@reaatech/media-pipeline-mcp-google
Status: Pre-1.0 — APIs may change in minor versions. Pin to a specific version in production.
Google Cloud provider for the media pipeline framework. Uses Document AI for production-grade OCR, table extraction, and structured field extraction, plus Vertex AI Gemini for vision-based image description. Supports per-page cost tracking and document byte hashing for cache efficiency.
Installation
npm install @reaatech/media-pipeline-mcp-google
# or
pnpm add @reaatech/media-pipeline-mcp-googleFeature Overview
- Document AI OCR with plain text, structured JSON, or markdown output
- Document AI table extraction with structural parsing (headers + body rows)

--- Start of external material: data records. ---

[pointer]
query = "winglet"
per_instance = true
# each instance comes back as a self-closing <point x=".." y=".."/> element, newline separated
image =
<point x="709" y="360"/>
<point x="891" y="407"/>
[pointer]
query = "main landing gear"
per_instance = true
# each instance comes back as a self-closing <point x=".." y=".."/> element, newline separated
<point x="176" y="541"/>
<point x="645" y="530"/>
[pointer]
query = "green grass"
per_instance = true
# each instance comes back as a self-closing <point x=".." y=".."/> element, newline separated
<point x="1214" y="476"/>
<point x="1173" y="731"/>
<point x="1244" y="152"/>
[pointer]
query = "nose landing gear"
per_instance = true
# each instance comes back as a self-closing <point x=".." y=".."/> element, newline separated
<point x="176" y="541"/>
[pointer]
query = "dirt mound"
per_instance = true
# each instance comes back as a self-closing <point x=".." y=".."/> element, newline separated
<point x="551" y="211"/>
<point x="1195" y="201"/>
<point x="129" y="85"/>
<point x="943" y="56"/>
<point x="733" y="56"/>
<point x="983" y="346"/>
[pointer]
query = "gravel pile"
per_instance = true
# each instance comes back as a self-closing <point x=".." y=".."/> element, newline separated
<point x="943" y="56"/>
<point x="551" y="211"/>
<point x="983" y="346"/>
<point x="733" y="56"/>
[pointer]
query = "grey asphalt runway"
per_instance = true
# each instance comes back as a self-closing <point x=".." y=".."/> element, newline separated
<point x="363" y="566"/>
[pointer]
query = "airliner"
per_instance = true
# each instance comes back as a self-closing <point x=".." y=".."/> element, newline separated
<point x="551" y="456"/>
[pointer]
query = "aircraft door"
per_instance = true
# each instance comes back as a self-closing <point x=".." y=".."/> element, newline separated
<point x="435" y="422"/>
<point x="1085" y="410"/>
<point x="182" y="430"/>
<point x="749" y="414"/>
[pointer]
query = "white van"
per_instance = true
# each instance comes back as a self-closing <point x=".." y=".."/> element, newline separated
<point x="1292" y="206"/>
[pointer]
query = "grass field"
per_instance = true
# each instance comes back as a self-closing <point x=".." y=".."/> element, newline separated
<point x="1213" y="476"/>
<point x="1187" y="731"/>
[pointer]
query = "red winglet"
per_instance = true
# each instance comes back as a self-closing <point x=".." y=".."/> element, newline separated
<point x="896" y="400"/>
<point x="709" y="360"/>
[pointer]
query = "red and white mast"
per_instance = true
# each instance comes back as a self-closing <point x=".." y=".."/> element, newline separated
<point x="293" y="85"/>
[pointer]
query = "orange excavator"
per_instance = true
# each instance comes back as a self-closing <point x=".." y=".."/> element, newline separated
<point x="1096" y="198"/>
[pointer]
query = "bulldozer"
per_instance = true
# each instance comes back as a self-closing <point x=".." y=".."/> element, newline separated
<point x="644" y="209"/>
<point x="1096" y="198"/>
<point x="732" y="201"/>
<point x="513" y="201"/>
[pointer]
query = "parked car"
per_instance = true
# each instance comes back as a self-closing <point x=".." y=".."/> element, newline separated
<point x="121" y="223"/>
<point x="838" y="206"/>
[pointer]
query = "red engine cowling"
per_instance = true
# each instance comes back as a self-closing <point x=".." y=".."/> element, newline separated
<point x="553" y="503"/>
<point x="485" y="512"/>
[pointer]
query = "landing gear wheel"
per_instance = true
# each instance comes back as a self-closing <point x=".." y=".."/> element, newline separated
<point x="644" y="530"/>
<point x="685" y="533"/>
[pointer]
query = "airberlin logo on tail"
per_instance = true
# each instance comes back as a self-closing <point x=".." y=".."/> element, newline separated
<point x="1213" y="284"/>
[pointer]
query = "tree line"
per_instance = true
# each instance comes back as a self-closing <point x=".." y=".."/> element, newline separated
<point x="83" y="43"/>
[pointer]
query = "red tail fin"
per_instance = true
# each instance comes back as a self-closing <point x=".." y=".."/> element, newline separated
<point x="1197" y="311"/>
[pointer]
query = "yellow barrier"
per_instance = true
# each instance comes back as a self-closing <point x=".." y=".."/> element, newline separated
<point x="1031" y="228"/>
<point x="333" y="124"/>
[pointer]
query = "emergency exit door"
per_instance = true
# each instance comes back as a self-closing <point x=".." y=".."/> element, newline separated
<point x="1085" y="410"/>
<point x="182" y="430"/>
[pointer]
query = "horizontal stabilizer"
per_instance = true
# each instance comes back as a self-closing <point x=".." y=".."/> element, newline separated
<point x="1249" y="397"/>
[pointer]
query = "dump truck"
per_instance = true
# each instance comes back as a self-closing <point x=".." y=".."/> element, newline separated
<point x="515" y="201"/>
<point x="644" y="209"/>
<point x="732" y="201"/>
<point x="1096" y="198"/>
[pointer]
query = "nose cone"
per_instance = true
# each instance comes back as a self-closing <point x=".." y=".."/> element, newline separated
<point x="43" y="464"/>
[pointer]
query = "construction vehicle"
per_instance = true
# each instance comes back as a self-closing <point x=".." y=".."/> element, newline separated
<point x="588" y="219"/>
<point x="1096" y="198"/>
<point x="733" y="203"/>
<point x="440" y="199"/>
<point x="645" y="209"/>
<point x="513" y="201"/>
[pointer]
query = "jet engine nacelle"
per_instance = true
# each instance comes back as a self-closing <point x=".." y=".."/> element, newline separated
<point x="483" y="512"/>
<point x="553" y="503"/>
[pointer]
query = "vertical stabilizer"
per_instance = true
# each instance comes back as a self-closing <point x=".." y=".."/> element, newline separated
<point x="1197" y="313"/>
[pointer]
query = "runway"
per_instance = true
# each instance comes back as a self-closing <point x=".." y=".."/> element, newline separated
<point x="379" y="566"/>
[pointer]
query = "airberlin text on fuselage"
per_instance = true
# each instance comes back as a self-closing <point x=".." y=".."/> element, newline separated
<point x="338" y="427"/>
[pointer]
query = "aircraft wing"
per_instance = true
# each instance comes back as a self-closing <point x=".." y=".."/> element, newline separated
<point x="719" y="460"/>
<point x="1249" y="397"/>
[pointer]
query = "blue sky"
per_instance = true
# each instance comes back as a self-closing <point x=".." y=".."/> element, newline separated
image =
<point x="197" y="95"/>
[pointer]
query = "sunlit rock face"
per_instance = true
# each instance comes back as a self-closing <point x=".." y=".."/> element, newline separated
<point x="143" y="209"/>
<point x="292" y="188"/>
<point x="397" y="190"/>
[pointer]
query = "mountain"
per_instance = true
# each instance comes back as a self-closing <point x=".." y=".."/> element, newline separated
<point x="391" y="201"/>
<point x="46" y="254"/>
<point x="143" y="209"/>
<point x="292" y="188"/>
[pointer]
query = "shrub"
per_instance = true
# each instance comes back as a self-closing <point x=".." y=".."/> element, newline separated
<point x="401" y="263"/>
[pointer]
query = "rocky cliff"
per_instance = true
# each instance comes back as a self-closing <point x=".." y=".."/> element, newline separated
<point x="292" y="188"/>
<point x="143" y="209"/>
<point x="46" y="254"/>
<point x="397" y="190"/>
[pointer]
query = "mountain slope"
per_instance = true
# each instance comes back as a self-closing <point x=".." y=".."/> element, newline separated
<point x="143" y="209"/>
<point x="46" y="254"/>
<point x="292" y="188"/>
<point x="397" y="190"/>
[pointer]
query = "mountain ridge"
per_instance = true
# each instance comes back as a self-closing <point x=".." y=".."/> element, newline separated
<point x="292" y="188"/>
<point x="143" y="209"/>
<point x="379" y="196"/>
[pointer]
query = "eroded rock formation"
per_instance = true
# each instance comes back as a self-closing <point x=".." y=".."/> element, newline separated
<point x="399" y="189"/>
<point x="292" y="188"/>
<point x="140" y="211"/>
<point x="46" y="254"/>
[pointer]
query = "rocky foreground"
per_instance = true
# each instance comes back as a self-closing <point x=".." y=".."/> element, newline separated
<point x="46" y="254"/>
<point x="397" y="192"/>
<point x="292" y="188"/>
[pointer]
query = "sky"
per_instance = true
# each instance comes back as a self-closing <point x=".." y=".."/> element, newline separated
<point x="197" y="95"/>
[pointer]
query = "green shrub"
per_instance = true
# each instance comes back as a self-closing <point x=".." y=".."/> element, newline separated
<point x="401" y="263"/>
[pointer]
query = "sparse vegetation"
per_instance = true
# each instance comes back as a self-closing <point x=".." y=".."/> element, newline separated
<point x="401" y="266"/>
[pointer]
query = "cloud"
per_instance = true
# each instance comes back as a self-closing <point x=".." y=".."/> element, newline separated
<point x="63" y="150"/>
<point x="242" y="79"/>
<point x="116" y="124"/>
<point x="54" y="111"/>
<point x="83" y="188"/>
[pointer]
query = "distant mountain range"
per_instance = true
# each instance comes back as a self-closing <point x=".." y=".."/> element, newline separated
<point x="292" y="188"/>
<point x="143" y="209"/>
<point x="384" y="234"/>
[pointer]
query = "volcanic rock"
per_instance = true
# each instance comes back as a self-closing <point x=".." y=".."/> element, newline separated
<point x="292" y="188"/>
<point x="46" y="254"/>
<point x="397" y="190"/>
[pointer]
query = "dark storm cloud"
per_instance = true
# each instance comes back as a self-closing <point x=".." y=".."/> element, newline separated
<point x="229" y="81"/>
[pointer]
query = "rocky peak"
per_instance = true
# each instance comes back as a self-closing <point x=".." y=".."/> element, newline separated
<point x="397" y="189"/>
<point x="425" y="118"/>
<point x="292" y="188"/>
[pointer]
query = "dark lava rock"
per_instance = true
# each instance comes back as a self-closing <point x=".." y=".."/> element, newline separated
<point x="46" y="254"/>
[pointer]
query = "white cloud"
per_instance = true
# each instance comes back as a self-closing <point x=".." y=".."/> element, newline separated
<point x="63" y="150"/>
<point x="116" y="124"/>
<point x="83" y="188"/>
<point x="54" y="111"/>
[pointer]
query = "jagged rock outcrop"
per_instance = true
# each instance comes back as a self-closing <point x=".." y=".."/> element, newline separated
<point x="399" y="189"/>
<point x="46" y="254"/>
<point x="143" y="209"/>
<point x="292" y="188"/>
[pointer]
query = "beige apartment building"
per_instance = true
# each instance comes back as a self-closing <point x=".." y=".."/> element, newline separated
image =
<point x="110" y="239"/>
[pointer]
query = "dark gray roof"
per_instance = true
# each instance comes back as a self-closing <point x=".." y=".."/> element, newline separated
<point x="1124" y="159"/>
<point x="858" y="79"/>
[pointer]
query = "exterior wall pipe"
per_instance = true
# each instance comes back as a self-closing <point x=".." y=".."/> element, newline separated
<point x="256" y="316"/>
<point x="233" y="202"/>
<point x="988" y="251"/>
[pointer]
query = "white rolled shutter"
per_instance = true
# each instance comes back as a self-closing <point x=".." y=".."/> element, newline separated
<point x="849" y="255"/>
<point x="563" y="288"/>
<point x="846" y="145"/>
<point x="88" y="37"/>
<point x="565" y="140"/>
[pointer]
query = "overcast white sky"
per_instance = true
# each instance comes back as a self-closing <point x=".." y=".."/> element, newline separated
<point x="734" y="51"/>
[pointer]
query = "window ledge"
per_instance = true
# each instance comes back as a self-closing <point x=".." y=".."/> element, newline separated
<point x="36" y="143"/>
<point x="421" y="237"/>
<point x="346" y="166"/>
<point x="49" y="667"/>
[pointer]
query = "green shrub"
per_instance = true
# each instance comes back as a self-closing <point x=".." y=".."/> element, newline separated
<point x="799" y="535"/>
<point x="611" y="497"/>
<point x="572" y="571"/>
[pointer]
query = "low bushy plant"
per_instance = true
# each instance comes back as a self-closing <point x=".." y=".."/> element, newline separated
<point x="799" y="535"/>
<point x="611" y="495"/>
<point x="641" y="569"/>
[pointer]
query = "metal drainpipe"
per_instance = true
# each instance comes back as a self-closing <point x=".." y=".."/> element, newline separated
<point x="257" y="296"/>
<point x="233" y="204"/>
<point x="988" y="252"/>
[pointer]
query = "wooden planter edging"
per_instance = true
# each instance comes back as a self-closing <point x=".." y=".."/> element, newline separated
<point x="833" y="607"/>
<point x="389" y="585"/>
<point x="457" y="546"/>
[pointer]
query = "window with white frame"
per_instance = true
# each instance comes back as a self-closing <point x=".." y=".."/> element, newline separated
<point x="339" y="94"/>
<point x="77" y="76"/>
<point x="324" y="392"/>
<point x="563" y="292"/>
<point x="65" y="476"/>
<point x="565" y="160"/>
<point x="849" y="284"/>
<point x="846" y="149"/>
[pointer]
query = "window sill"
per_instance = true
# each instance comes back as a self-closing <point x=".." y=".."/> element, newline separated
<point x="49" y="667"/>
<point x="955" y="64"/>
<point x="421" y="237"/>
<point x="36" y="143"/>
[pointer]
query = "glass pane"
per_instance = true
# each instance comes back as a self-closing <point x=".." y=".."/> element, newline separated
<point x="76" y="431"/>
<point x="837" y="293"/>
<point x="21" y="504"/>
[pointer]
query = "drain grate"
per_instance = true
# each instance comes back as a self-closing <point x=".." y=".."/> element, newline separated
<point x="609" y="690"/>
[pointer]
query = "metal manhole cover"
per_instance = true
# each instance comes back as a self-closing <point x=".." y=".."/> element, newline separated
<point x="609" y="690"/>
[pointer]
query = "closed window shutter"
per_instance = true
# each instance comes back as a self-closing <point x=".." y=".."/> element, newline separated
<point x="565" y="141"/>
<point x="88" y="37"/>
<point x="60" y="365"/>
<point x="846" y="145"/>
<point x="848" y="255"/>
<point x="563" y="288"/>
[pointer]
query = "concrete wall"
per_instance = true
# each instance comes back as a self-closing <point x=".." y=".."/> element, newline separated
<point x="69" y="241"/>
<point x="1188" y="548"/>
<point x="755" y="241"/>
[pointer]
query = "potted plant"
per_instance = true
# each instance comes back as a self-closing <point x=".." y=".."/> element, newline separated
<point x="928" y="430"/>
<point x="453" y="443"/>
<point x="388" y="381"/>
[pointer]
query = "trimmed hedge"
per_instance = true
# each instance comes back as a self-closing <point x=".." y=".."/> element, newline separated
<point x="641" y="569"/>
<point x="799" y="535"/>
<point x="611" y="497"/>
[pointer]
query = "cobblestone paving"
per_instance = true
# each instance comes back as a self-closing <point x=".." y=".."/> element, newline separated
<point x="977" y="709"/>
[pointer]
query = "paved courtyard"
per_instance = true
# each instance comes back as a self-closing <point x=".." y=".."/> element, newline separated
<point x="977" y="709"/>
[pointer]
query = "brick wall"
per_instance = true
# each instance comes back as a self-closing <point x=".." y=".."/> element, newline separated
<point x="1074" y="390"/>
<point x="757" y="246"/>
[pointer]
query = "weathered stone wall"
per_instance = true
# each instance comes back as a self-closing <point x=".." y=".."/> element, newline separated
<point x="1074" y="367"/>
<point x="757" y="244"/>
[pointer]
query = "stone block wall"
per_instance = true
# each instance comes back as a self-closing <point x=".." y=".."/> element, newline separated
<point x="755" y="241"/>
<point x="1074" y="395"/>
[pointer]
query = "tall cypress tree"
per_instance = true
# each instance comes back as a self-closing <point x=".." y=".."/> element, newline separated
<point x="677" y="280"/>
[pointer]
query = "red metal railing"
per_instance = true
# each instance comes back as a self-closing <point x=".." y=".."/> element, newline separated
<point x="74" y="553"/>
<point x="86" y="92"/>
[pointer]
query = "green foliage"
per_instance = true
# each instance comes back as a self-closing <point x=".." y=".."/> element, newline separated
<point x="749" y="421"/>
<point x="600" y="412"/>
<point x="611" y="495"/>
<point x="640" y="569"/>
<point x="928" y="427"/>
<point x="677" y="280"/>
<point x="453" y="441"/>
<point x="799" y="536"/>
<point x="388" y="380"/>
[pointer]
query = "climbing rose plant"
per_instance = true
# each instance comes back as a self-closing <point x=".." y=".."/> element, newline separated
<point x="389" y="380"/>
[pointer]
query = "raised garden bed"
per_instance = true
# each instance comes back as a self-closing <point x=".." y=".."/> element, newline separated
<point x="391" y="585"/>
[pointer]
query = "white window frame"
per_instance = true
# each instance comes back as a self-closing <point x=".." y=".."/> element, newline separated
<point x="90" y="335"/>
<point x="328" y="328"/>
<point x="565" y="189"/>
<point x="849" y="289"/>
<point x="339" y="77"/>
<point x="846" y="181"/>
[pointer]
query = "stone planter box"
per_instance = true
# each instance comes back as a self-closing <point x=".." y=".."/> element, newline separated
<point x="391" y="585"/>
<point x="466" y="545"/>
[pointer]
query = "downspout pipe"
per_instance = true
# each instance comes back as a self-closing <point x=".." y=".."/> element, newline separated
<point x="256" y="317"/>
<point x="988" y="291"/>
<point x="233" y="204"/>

- Document AI field extraction with configurable JSON schema and type coercion
- Vertex AI Gemini image description at three detail levels
- Page-level confidence scores on OCR output
- Streaming support for Gemini image description (
supportsStreaming) - SHA-256 hashing of document bytes in cache keys
- Service account JSON key file authentication
Quick Start
import { GoogleProvider } from "@reaatech/media-pipeline-mcp-google";
const provider = new GoogleProvider({
projectId: "my-gcp-project",
location: "us",
documentAiProcessorId: "abc123def456",
geminiModel: "gemini-1.5-pro",
});
// OCR a scanned document
const text = await provider.execute({
operation: "document.ocr",
params: { image_data: docBuffer, output_format: "markdown", mime_type: "image/png" },
config: {},
});
// Extract tables from a financial report
const tables = await provider.execute({
operation: "document.extract_tables",
params: { image_data: reportBuffer, output_format: "json", mime_type: "application/pdf" },
config: {},
});
console.log(JSON.parse(tables.data.toString())); // Array of { headers, rows }
// Extract structured fields from a form
const fields = await provider.execute({
operation: "document.extract_fields",
params: {
image_data: formBuffer,
field_schema: { name: "string", date: "date", amount: "number", approved: "boolean" },
mime_type: "image/png",
},
config: {},
});
// Describe an image with Gemini
const description = await provider.execute({
operation: "image.describe",
params: { image_data: photoBuffer, detail_level: "structured", mime_type: "image/jpeg" },
config: {},
});Supported Operations
| Operation | Service | Default Model | Description |
|---|---|---|---|
document.ocr | Document AI | Processor ID | Text extraction with page-level confidence |
document.extract_tables | Document AI | Form Parser | Table extraction as markdown or JSON arrays |
document.extract_fields | Document AI | Entity Extractor | Schema-driven field extraction with type coercion |
image.describe | Vertex AI | gemini-1.5-pro | Vision-based image description |
Configuration Parameters
document.ocr
| Parameter | Type | Default | Description |
|---|---|---|---|
image_data | Buffer | required | Document image as raw buffer |
output_format | string | plain_text | Output format: plain_text, structured_json, markdown |
mime_type | string | image/png | Document MIME type |
document.extract_tables
| Parameter | Type | Default | Description |
|---|---|---|---|
image_data | Buffer | required | Document image as raw buffer |
output_format | string | markdown | Output format: markdown, json |
mime_type | string | image/png | Document MIME type |
document.extract_fields
| Parameter | Type | Default | Description |
|---|---|---|---|
image_data | Buffer | required | Document image as raw buffer |
field_schema | Record<string, string> | required | Schema mapping field names to types (string, number, date, boolean) |
mime_type | string | image/png | Document MIME type |
image.describe
| Parameter | Type | Default | Description |
|---|---|---|---|
image_data | Buffer | required | Image as raw buffer |
detail_level | string | detailed | Description detail: brief, detailed, structured |
mime_type | string | image/png | Image MIME type |
API Reference
GoogleProvider
class GoogleProvider extends MediaProvider {
constructor(config: GoogleProviderConfig)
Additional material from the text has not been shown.